By Friday only two of the 107 local authorities, Conservative Buckinghamshire and Wandsworth, had applied for the pilot scheme. The deadline for applications is today.

Gillian Shephard, the Secretary of State for Education and Employment, has said that she hopes 10 per cent of local authorities will take part in the pilot, which aims to fulfil the Prime Minister's pledge of a nursery place for all four-year-olds whose parents want it.

The new figures show for the first time the effect on individual councils of the Government's decision to hold back pounds 545m from local authorities and redistribute it to parents in vouchers.

Thousands of council nursery places could disappear if parents choose to spend their vouchers on private nurseries or playgroups instead, said Stephen Byers, Labour MP for Wallsend, who released the figures, compiled by Commons library.

Most councils are refusing to take part in the scheme, arguing that they will be unable to plan nursery places because there is no guarantee that parents will choose to spend their pounds 1,100 vouchers in local authority nurseries. Instead, they may go to private nurseries or playgroups.

Ministers say vouchers will give parents more choice and create a market so that more nurseries will be set up. They believe good quality local authority nurseries will compete successfully with their rivals.

Today's figures show that Essex, Hampshire, Kent, Birmingham, Lancashire, Hertfordshire and Nottinghamshire will each lose more than pounds 10m in government grant for funding under-fives.

They compare each local authority's current grant for the under-fives with the amount it will lose under the voucher scheme.

Mr Byers said the table showed the difficulties and uncertainties created by the voucher scheme, which was "an empty paper promise".

Existing nursery provision in local authorities which already had a high proportion of good quality nursery places was threatened because parents might choose cheaper alternatives. Some local authority places cost as much as pounds 2,100 and will not be covered by the voucher.

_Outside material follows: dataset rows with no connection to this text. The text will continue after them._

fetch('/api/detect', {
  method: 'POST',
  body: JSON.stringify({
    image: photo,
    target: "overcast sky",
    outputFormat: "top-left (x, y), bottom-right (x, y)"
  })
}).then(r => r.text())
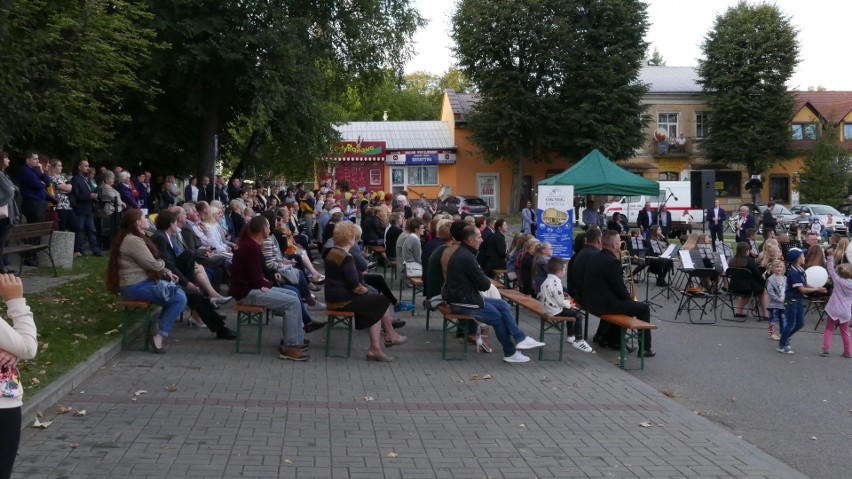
top-left (405, 0), bottom-right (852, 90)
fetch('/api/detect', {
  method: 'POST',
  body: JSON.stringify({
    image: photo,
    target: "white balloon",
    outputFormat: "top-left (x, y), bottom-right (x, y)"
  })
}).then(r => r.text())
top-left (805, 266), bottom-right (828, 288)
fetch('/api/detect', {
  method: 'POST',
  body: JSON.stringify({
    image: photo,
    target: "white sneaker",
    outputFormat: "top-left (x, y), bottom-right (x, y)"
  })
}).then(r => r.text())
top-left (515, 336), bottom-right (544, 349)
top-left (503, 351), bottom-right (530, 363)
top-left (571, 339), bottom-right (594, 353)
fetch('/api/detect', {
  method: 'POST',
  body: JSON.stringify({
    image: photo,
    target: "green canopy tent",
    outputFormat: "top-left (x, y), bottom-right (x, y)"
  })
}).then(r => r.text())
top-left (538, 149), bottom-right (660, 197)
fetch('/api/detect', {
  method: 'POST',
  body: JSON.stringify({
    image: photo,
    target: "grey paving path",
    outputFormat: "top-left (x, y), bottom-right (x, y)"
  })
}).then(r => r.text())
top-left (13, 292), bottom-right (804, 479)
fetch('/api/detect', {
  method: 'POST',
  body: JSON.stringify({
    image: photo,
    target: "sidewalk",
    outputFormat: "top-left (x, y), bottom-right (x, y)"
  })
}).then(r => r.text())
top-left (13, 300), bottom-right (804, 479)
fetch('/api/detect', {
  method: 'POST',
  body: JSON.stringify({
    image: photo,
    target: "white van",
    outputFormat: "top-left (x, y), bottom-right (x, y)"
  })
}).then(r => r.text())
top-left (604, 181), bottom-right (704, 226)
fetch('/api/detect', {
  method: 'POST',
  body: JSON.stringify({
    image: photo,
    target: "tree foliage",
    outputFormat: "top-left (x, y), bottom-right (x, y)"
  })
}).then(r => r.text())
top-left (452, 0), bottom-right (648, 209)
top-left (116, 0), bottom-right (423, 180)
top-left (698, 2), bottom-right (799, 174)
top-left (794, 121), bottom-right (852, 205)
top-left (0, 0), bottom-right (158, 158)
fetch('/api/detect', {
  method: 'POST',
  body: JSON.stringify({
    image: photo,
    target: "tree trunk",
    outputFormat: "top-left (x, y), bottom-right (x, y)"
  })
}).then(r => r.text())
top-left (196, 84), bottom-right (219, 178)
top-left (506, 147), bottom-right (524, 213)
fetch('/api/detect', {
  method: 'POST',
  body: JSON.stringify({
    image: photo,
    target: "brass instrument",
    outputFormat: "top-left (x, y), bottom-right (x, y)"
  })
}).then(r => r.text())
top-left (619, 241), bottom-right (636, 301)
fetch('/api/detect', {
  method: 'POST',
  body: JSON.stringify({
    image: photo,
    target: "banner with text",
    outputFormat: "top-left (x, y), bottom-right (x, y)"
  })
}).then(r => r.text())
top-left (536, 185), bottom-right (574, 259)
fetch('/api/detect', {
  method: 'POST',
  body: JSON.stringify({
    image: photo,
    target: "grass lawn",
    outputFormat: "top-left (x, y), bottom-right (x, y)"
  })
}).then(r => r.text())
top-left (8, 256), bottom-right (121, 395)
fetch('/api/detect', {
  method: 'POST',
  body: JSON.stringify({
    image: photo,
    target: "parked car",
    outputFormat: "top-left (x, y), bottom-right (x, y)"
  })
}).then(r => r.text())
top-left (438, 195), bottom-right (491, 218)
top-left (790, 204), bottom-right (849, 235)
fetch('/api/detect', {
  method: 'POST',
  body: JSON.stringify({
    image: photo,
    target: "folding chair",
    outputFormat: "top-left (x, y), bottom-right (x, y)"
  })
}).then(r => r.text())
top-left (675, 268), bottom-right (718, 324)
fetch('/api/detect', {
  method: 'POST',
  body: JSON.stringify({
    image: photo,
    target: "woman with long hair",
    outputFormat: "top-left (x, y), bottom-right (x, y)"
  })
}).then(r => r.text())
top-left (107, 209), bottom-right (186, 354)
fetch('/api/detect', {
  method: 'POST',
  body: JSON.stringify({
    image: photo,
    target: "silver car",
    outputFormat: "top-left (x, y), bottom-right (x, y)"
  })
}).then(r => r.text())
top-left (785, 204), bottom-right (849, 235)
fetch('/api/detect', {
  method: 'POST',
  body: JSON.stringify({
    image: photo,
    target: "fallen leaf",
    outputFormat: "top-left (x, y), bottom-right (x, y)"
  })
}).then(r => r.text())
top-left (33, 418), bottom-right (53, 429)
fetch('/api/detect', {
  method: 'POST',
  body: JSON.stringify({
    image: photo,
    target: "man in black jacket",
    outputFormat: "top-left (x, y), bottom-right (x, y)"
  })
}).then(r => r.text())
top-left (582, 231), bottom-right (656, 358)
top-left (441, 225), bottom-right (544, 363)
top-left (70, 160), bottom-right (104, 256)
top-left (151, 211), bottom-right (237, 339)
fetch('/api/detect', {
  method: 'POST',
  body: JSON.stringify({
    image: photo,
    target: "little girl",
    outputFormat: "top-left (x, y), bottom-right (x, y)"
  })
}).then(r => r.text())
top-left (766, 259), bottom-right (787, 341)
top-left (822, 256), bottom-right (852, 358)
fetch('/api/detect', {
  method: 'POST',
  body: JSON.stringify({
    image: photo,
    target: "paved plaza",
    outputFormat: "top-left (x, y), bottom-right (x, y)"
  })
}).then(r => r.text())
top-left (13, 282), bottom-right (805, 479)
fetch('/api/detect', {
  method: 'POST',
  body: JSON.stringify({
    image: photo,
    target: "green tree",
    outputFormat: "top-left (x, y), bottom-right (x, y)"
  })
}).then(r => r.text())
top-left (116, 0), bottom-right (423, 180)
top-left (794, 121), bottom-right (852, 205)
top-left (452, 0), bottom-right (648, 210)
top-left (648, 47), bottom-right (666, 67)
top-left (698, 2), bottom-right (799, 180)
top-left (0, 0), bottom-right (158, 160)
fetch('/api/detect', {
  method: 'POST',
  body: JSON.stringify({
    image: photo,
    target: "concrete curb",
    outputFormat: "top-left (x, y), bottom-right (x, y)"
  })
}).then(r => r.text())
top-left (21, 324), bottom-right (144, 429)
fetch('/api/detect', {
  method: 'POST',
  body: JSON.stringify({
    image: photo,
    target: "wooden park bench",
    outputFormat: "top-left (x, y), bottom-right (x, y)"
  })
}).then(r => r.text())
top-left (600, 314), bottom-right (657, 369)
top-left (500, 289), bottom-right (577, 361)
top-left (0, 221), bottom-right (57, 277)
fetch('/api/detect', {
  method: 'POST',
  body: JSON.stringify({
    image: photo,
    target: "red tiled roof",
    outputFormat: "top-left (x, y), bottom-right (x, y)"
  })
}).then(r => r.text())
top-left (794, 91), bottom-right (852, 124)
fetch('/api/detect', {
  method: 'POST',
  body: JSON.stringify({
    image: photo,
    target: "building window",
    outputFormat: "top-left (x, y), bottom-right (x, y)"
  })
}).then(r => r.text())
top-left (695, 111), bottom-right (710, 140)
top-left (769, 175), bottom-right (790, 204)
top-left (791, 123), bottom-right (817, 141)
top-left (657, 113), bottom-right (678, 141)
top-left (408, 166), bottom-right (438, 186)
top-left (716, 171), bottom-right (743, 198)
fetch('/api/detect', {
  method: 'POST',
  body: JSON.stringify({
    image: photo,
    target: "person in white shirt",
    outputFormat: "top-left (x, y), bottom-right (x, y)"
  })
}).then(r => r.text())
top-left (538, 256), bottom-right (594, 353)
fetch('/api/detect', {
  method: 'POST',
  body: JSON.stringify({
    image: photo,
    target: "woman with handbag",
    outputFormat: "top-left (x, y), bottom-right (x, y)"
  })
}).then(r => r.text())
top-left (107, 209), bottom-right (186, 354)
top-left (0, 274), bottom-right (38, 479)
top-left (396, 218), bottom-right (426, 281)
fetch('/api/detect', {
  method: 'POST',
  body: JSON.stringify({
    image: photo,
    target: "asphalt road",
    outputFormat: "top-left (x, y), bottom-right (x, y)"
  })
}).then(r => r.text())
top-left (590, 284), bottom-right (852, 478)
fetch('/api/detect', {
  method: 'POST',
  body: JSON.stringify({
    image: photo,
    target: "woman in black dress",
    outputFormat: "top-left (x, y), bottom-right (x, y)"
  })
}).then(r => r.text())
top-left (325, 221), bottom-right (408, 362)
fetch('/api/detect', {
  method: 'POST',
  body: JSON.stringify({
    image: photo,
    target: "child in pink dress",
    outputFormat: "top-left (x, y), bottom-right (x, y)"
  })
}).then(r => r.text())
top-left (822, 255), bottom-right (852, 358)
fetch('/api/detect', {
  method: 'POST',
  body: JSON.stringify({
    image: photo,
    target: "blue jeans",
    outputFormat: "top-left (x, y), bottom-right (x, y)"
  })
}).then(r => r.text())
top-left (778, 299), bottom-right (805, 348)
top-left (77, 214), bottom-right (101, 253)
top-left (282, 284), bottom-right (313, 324)
top-left (239, 288), bottom-right (305, 347)
top-left (450, 298), bottom-right (527, 357)
top-left (119, 279), bottom-right (186, 336)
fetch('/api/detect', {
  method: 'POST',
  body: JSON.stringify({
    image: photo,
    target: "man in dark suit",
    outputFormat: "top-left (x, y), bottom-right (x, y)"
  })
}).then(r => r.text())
top-left (70, 160), bottom-right (104, 256)
top-left (178, 203), bottom-right (228, 291)
top-left (705, 200), bottom-right (728, 251)
top-left (151, 211), bottom-right (237, 339)
top-left (476, 218), bottom-right (496, 270)
top-left (734, 206), bottom-right (756, 243)
top-left (582, 231), bottom-right (656, 357)
top-left (761, 201), bottom-right (778, 240)
top-left (636, 201), bottom-right (655, 239)
top-left (655, 203), bottom-right (672, 238)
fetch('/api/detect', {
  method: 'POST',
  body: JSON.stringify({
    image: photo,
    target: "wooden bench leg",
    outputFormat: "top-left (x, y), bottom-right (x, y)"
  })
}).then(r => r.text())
top-left (121, 307), bottom-right (154, 351)
top-left (325, 314), bottom-right (355, 358)
top-left (441, 316), bottom-right (468, 361)
top-left (538, 318), bottom-right (565, 361)
top-left (236, 311), bottom-right (263, 354)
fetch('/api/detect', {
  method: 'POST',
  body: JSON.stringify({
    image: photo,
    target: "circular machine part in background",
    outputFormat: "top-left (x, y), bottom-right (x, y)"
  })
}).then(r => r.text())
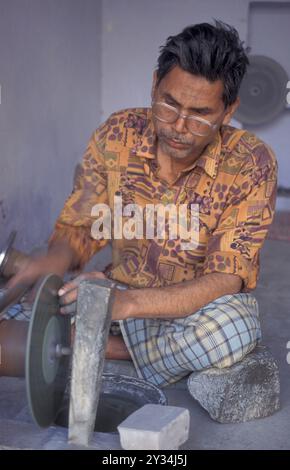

Robin Squire, junior education minister, said last week that 12 local authorities were discussing nursery vouchers with the department. Wandsworth says that most of its three- and four-year-olds already have nursery places.

The pilot is due to begin in February next year and vouchers will be distributed to parents of four-year-olds the following year. A spokesman for the Department for Education and Employment said: "We shall be saying something at the end of August when we have reached a decision about the pilot."